On Wed, 2 Oct 2002, Peter Samuelson wrote:

> Almost all kernel makefiles have to include $(TOPDIR)/Rules.make
> explicitly.  3/4 of the time, this is done at the end of the file.
> This patch lets you omit the include line in that case.  (You still to
> include Rules.make explicitly if you have special make rules.)

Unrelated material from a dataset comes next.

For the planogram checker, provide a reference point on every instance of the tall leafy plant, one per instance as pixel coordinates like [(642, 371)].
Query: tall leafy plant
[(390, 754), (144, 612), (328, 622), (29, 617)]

I've been thinking about doing something like this a couple of times. The 
reasons I didn't actually do it yet was that include $(TOPDIR)/Rules.make 
was kind of a separator between automatically handled stuff and additional 
hand-made rules for special cases.

This distinction becomes a little more obvious with separate src/objdir or
another patch I'm about to send, i.e. not really descending during the
recursive make. If you pass what you want to be done in variables to
Rules.make, you have a chance to manipulate this vars, e.g. adding proper
src / obj paths. However, if you explicitly write a rule into a Makefile,
Rules.make has no way to fix up paths or anything. That's why for the
latter, you have to use $(src) / $(obj) explicitly, and to avoid confusion
where these prefixes are necessary and where it's not, the split is kinda
helpful, I think.

Anyway, I think it's sth definitely worth considering, but if we do it, we 
should do so completely. AFAICS, there's two reasons why Rules.make is 
included in the middle. Of course it needs to be included after the 
obj-[ymn] and friends are set to do something sensible. It defines $(obj), 
$(src), so it needs to be included before those are used, and it currently 
relies on Rules.make's first_rule really being the first rule in a 
Makefile.

Both the $(obj)/$(src) and the first_rule restriction could be lifted, 
making it possible to have Rules.make come last, AFAICS.

So one could actually do

        make -f Rules.make obj=subdir src=subdir

and Rules.make contains:

        include .config

        include $(src)/Makefile

        [rest of Rules.make follows here]

Sounds worth trying?

Anyway, I have still two other changes lined up, the "do everything from 
the topdir" one and Sam's "make clean" work. Once that is in (RSN, I 
hope), why not see if the above works out.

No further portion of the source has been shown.